From far horizons came a Voice that said,
‘Lo! from the hand of Death take thou thy daily bread.’
Then I, awakening, saw
A splendour burning in the heart of things:
The flame of living love which lights the law
Of mystic death that works the mystic birth.
I knew the patient passion of the earth,
Maternal, everlasting, whence there springs
The Bread of Angels and the life of man.

Now in each blade
I, blind no longer, see
The glory of God’s growth: know it to be
An earnest of the Immemorial Plan.
Yea, I have understood
How all things are one great oblation made:
He on our altars, we on the world’s rood.
Even as this corn,
Earth-born,
We are snatched from the sod;
Reaped, ground to grist,
Crushed and tormented in the Mills of God,
And offered at Life’s hands, a living Eucharist.

King of Flowers ?

Photo: Gill Henwood

King of Flowers for Corpus Christi.

My friend Gill wanted to give you a flower for Corpus Christi.

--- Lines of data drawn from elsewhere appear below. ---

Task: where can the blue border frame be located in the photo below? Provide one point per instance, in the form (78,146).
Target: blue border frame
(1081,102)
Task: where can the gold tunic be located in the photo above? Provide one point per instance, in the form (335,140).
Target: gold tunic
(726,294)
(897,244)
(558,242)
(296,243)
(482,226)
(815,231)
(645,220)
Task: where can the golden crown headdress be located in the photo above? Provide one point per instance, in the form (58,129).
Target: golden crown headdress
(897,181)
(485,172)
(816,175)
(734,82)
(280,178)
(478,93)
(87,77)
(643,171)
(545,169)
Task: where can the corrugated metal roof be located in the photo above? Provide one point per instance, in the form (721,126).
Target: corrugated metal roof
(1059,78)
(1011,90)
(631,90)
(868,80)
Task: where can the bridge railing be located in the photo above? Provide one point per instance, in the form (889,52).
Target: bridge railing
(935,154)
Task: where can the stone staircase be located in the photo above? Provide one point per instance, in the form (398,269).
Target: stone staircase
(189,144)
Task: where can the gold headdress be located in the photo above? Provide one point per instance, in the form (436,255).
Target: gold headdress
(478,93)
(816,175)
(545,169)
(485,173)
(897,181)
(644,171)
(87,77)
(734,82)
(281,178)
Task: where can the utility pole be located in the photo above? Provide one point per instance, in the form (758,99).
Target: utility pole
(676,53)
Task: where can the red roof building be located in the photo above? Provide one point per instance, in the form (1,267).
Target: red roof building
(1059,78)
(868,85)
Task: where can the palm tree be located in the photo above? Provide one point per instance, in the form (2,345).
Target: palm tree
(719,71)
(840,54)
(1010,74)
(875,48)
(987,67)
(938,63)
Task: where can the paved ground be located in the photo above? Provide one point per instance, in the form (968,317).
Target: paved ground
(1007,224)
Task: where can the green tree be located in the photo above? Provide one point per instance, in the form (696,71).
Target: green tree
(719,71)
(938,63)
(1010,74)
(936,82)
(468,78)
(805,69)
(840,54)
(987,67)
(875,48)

This is the day many Christians give thanks for the gift of the Blessed Sacrament which Jesus gave to His followers at the Last Supper on Maundy Thursday. In the Bread and Wine, prayed over and blessed, Jesus found an eternal way of being with us and feeding us on our spiritual journey to the heart of God’s Kingdom.

This gift is linked to Jesus’s Crucifixion and Resurrection when God showed us how much he loves us.

The colour of the Tree Peony can be seen as a symbol of both the Body of Jesus broken for us and the Blood shed for us. The White is tinged with Red. (And therefore, the white and red symbolize the bread and wine of the Eucharist.)

Not everyone may share that but you can, of course just simply enjoy the flower, which is very beautiful and enjoy it as a visual gift. After all, we need lots of colour and joy in our world right now. We can all share the delights of Creation.

Here’s what Gill has to say about the Peony.

Opening just in time for Corpus Christi, this tree peony (paeonia x suffruticosa) is, to me, astonishingly beautiful.

The white petals are like fine tissue paper, the markings stunning and the crown of stamens around the central pistils glorious. It reminds me of the Passion flower although there are six, not seven pistils and I think the number may vary. Bred over millennia in China, they are highly regarded as the ‘king of flowers’ and were their national flower till 1929.

Each 4-5” flower lasts for about a week and closes up at night, sheltering the centre. This year, the tree peony survived weeks of hard frosts and is in full glory in the hot sun of the last few days. 

The king of flowers for Corpus Christi.